Early voting is well underway in Vermont, ahead of next week's primary on Super Tuesday—which is also Vermont's Town Meeting Day.
Sen. Bernie Sanders is widely expected to cruise to victory in his home state's Democratic primary, but that doesn't mean other candidates are going away without a fight.
With phone banking and a get-out-the-vote effort, Mike Bloomberg's campaign said Monday it is trying to win over some of the constituents of Sanders.
"By being in Vermont, we're showing that Mike is competing everywhere," said Christopher Di Mezzo, the state director for the Mike Bloomberg campaign in Vermont.
Sanders, considered the frontrunner of the pack of Democrats seeking the nomination to take on President Donald Trump in November, is feeling good about his momentum following a weekend victory in Nevada.
"It's going to sweep this country," Sanders predicted this weekend, referring to the coalition of supporters he is building.
In Tuesday night's debate, he is expected to continue calling his candidacy the one that's all about the little guy.
"We are giving a voice to people who are saying we are sick and tired of billionaires like Mister Bloomberg," Sanders said in last week's debate.
Meanwhile, the former New York City mayor has been arguing Sanders' policies are out of step with most of the country. In a campaign stop in Burlington in late January, he said he believes most Americans prefer "evolution" over the "revolution" Sanders has been calling for.
Despite that, even one Bloomberg supporter in Burlington admitted the businessman's performance seemed weak in the last debate.

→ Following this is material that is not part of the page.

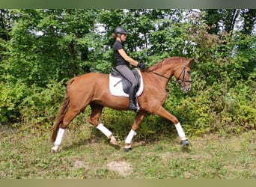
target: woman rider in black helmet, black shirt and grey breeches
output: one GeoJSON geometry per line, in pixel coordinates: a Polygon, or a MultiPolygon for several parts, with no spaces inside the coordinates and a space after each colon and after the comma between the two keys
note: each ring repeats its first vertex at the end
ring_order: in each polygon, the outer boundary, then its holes
{"type": "Polygon", "coordinates": [[[138,66],[141,69],[144,69],[145,66],[138,61],[133,60],[127,55],[126,50],[124,49],[124,42],[127,40],[127,30],[123,27],[115,28],[112,36],[115,38],[115,43],[113,45],[114,55],[115,55],[115,69],[121,73],[129,82],[132,83],[131,88],[129,88],[129,109],[137,110],[137,105],[135,104],[135,91],[138,85],[138,80],[135,79],[132,70],[129,69],[129,64],[133,66],[138,66]]]}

"I think he's the only possible one who can beat Trump," the man said to Di Mezzo, who was hosting the get-out-the-vote effort at the campaign's Burlington headquarters. "But I'm really concerned and worried after last week's debate."
"He was getting warmed up," the campaign's state director responded. "And I think on Tuesday, we're looking forward to a strong debate."
A recent poll from Vermont PBS and Vermont Public Radio showed Bloomberg trailing not just Sanders here, but also Pete Buttigieg and Elizabeth Warren.
Those campaigns and others, buoyed by volunteers, are also working to energize voters ahead of next week's primary in Vermont.
Candidates in Vermont are chasing a key number of 15%. That's how much one of them needs on primary day to get a presidential nominating delegate from the state.
Sanders was able to shut out Hillary Clinton from reaching that threshold in Vermont in 2016's primary.
Political analysts believe if any rivals can crack it this time around in Bernie's backyard, it could make for something of a small victory, even if Sanders handily wins Vermont's primary—as expected.